Il faut absolument qu'on enseigne dès la maternelle la morale, le respect de soi et des autres, la compassion et l'entraide, ne rien ériger en dogmes, mais susciter la réflexion. C'est le seul moyen de bâtir des adultes libres, capables de prendre leurs responsabilités.
Il y a juste à regarder ce qui se passe dans le monde maintenant sous prétexte de religion pour voir le mal que ça cause.
Si le diable existe, c'est lui qui a inventé les religions...
Ce qui se passe maintenant me rappelle ce qui se passait dans mes jeunes années où le clergé était de mêche avec le gouvernement, j'ai envie de dire complice...
Merci à vous de votre si précieux travail.

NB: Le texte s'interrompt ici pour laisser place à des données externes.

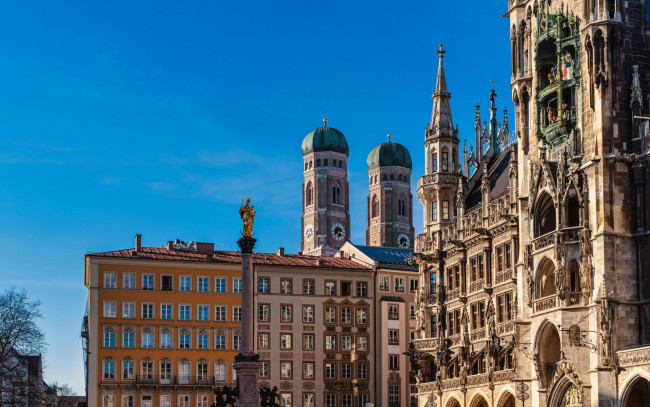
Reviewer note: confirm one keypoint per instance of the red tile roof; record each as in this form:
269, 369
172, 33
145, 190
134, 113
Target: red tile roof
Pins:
298, 260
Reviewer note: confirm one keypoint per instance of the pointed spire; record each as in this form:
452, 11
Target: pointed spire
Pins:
441, 122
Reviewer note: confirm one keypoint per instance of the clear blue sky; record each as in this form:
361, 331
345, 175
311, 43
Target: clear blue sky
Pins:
126, 117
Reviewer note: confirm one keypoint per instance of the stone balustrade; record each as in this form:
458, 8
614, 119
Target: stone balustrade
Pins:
634, 356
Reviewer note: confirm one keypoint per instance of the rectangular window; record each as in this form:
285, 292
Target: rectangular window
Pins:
346, 342
220, 342
128, 339
264, 370
308, 287
286, 313
399, 284
184, 341
393, 311
128, 281
286, 370
362, 289
330, 370
263, 313
127, 400
362, 371
308, 370
346, 371
128, 370
414, 285
346, 315
110, 309
166, 311
263, 341
384, 283
286, 341
393, 337
286, 286
346, 288
308, 313
147, 311
202, 341
147, 340
393, 362
109, 370
186, 283
220, 313
264, 285
128, 310
202, 313
203, 284
362, 343
236, 314
166, 283
147, 282
393, 394
110, 279
165, 341
308, 341
330, 315
184, 312
220, 285
330, 342
362, 316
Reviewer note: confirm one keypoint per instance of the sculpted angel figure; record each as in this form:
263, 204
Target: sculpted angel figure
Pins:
247, 214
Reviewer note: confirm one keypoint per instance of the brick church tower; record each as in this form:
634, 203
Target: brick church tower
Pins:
325, 192
390, 202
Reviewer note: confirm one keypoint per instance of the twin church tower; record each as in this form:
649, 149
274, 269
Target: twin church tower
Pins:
326, 194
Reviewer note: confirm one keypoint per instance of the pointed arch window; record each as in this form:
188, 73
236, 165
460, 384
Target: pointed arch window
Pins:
336, 195
402, 207
374, 207
309, 194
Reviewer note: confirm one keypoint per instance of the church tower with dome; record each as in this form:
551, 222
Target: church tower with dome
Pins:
390, 202
325, 192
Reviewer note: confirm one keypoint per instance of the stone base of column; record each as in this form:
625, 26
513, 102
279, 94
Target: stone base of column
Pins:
247, 374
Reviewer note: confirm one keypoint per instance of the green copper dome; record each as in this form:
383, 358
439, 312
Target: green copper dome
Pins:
325, 139
389, 154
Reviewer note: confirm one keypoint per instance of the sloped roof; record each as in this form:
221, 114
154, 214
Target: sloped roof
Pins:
297, 260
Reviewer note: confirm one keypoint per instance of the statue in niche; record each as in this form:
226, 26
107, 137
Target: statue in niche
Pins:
567, 65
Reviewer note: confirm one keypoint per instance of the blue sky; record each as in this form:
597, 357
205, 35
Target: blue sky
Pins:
124, 117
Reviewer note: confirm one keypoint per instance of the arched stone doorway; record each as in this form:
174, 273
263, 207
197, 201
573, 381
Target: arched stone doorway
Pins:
507, 400
638, 394
549, 351
479, 401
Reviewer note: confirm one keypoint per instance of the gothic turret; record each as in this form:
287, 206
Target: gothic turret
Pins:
437, 188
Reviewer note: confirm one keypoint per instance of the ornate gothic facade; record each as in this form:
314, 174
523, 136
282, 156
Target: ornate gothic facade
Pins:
534, 266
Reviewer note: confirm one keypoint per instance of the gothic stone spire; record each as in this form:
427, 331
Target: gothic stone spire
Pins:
441, 123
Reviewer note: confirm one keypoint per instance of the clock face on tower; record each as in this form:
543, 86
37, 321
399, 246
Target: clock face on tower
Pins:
309, 232
338, 231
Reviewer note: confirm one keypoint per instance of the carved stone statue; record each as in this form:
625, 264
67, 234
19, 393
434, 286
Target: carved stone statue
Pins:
247, 214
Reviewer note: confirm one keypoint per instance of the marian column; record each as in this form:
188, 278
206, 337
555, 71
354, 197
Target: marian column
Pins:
247, 363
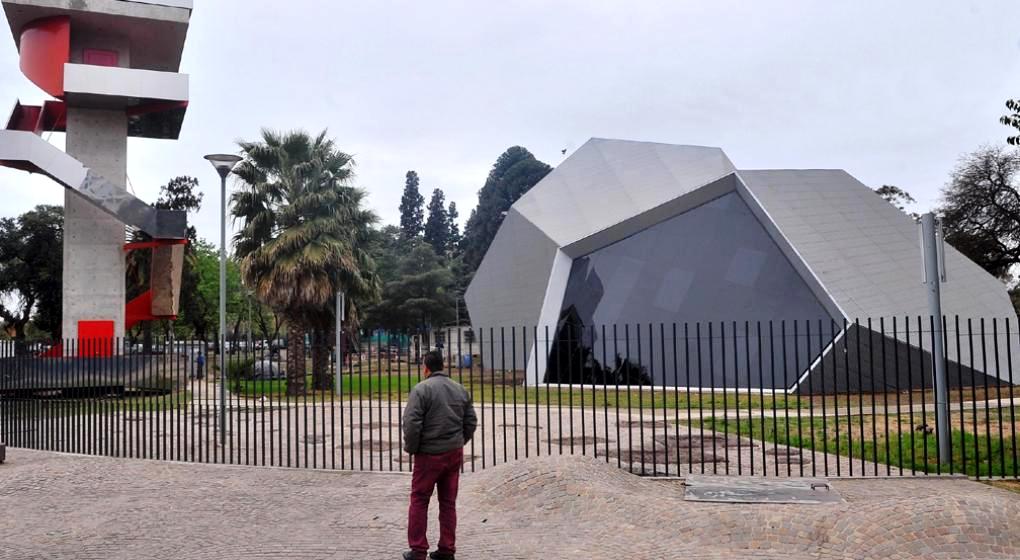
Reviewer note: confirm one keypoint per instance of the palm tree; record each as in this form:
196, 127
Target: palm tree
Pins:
304, 235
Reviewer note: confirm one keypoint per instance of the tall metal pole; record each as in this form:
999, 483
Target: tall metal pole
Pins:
341, 308
222, 308
934, 274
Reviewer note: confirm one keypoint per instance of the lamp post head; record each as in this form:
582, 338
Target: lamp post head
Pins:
223, 162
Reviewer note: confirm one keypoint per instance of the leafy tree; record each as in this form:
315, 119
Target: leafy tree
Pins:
513, 174
203, 317
420, 295
438, 225
305, 236
412, 213
1012, 119
452, 216
981, 209
896, 196
31, 270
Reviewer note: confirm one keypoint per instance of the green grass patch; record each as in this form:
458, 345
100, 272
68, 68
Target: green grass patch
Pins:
974, 455
394, 388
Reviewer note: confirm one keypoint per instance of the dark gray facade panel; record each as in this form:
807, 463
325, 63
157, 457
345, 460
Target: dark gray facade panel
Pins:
872, 360
707, 267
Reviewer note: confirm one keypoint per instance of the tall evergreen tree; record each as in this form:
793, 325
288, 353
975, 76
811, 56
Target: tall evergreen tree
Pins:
454, 228
438, 224
513, 174
412, 212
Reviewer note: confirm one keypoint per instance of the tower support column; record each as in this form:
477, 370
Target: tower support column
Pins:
94, 261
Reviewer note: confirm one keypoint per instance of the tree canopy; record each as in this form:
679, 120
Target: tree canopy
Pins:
514, 173
438, 224
31, 270
981, 208
419, 293
305, 236
1013, 119
412, 212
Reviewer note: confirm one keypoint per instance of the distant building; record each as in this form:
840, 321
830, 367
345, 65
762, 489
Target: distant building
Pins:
695, 264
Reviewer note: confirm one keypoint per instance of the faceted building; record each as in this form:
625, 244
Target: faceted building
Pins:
665, 264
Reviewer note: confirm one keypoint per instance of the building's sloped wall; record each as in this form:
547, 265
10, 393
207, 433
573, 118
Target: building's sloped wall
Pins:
869, 361
701, 271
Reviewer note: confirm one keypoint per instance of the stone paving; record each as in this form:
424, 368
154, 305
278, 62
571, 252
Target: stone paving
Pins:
60, 506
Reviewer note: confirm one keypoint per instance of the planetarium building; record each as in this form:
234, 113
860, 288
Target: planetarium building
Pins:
669, 264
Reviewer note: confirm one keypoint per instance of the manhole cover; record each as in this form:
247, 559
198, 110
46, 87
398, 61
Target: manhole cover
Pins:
753, 490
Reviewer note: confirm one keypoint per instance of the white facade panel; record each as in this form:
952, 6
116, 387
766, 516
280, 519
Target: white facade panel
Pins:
128, 84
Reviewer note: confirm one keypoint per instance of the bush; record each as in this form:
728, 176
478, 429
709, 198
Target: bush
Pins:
240, 368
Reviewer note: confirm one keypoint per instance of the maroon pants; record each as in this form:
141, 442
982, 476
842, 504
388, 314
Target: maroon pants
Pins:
431, 471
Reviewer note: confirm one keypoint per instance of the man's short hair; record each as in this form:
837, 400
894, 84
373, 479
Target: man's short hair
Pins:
434, 361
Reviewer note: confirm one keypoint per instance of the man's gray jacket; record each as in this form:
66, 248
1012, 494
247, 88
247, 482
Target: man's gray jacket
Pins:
439, 416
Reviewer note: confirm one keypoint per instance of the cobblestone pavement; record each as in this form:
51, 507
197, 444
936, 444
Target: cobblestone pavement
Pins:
64, 506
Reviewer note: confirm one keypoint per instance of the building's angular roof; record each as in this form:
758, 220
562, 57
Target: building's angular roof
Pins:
864, 251
858, 253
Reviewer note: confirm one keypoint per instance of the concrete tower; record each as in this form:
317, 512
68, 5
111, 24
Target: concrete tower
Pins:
112, 68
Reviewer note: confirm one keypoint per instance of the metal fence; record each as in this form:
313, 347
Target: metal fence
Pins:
773, 399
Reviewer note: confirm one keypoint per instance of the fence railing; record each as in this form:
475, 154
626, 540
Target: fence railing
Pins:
774, 399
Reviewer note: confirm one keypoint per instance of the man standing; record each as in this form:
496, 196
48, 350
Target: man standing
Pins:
439, 420
200, 365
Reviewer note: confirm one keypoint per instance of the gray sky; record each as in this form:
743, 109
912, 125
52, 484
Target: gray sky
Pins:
893, 92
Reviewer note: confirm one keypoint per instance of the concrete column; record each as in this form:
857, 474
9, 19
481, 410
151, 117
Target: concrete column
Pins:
93, 250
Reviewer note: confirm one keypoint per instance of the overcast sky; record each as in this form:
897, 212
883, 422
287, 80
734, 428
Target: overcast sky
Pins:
893, 92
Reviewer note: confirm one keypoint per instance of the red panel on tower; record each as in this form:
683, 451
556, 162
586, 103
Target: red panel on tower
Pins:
95, 339
45, 49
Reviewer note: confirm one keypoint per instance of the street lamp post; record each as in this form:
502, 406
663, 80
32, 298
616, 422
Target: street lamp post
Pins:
223, 163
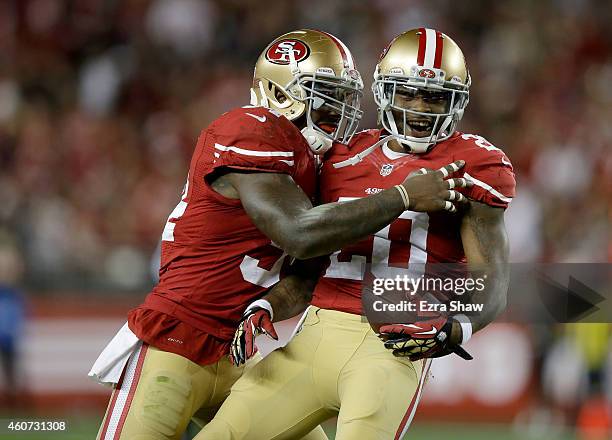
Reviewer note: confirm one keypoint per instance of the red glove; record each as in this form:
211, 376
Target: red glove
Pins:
422, 339
256, 320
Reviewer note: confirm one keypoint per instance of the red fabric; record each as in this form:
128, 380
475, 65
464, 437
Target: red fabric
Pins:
442, 242
175, 336
209, 238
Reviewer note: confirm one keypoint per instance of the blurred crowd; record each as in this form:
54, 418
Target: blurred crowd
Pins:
101, 103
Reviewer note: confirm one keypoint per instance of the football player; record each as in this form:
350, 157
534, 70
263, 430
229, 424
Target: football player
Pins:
337, 365
246, 206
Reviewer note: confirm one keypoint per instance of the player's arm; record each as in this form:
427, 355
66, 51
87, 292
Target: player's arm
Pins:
485, 243
289, 297
282, 211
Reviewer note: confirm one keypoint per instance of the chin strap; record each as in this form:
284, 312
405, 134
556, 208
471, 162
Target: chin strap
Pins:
360, 156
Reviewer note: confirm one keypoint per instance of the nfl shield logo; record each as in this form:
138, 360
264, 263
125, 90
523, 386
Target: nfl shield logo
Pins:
386, 169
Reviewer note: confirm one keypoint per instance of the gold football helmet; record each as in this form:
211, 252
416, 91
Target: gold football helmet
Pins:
310, 73
425, 66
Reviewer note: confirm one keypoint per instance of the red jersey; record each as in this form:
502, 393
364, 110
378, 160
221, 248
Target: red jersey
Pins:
214, 260
415, 237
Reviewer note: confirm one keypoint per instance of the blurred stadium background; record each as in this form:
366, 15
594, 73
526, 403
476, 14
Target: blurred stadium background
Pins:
101, 102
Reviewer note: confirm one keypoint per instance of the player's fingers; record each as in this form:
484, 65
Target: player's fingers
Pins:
447, 170
448, 206
459, 182
455, 196
268, 328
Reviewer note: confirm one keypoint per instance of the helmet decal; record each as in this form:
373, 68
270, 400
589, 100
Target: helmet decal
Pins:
431, 45
280, 51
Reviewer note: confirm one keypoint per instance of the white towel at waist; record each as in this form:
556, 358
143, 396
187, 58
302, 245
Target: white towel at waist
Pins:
108, 367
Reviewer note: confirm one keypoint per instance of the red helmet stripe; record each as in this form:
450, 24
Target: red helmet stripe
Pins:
347, 58
439, 49
422, 45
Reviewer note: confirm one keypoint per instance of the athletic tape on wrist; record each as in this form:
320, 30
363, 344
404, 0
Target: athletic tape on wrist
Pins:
404, 194
466, 327
262, 303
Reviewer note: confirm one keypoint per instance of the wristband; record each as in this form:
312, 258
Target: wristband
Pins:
261, 303
404, 194
466, 327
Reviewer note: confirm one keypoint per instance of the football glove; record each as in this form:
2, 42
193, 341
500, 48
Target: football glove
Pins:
256, 320
428, 338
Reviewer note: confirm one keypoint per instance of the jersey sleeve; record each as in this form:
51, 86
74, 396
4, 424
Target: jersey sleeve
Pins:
253, 139
491, 172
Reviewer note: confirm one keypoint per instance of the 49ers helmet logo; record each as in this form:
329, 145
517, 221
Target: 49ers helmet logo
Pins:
280, 52
427, 73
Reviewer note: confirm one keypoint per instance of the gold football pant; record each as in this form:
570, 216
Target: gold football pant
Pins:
160, 392
336, 365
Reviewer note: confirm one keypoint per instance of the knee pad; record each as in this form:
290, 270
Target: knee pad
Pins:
165, 404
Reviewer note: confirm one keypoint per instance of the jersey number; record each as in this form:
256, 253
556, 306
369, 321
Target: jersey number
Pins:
389, 256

- Mélanie Bernatchez, de Montréal
Je suis tombée sur votre site alors voici mon opinion. J'ai 25 ans, étudiante au bac en psychologie, sans enfant, mais cette question de la laïcité à l'école me touche néanmoins puisque je vis dans cette société. Étant originaire d'un petit village du Bas-St-Laurent, je croyais, par sentiment d'infériorité et par naïveté, qu'à la « grande ville », la religion n'envahissait pas l'école. Ma mère avait voulu m'inscrire en morale à l'école primaire de mon village, mais comme j'étais la seule, cela n'a pas été disponible pour moi. Quand j'avais sept ans, la femme qui m'enseignait m'a dit que « le bon dieu pouvait venir me chercher n'importe quand, même durant mon sommeil ». Je ne voulais plus dormir. Finalement, après m'avoir embrouillé la tête avec leurs histoires pendant des années, je me suis fait ma propre opinion de ce que l'on m'avait inculqué au moment où j'étais capable de le faire. Aujourd'hui je suis quelque chose comme agnostique.
Mais donc j'avais tort; je constate que la religion persiste dans les écoles même à la ville, mais elle se cache, se fait plus discrète. Le projet de faire de la spiritualité à l'école, pourquoi donc cette idée ? À la télévision, ils disent qu'il y a de moins en moins d'argent pour l'éducation puis je lis sur votre site que le gouvernement met de l'argent dans la spiritualité. Je ne comprends pas. Ce sont les sectes qui parlent tout le temps de spiritualité. Y a-t-il maintenant des sectes au gouvernement comme il y en avait à Hydro ? Si les jeunes veulent croire en quelque chose, ils ont le droit de décider en quoi. Nous n'avons par contre pas le droit de leur inculquer une croyance à un âge à lequel ils ne sont pas en mesure de se faire un jugement, où ils croient au contraire tout ce qu'on leur dit. Il me paraît évident que l'école est un endroit d'apprentissage et non pas d'endoctrinement d'aucune sorte, même pas d'un endoctrinement qui croit qu'une vie spirituelle est importante. Je vous encourage fortement dans votre combat pour une école laïque.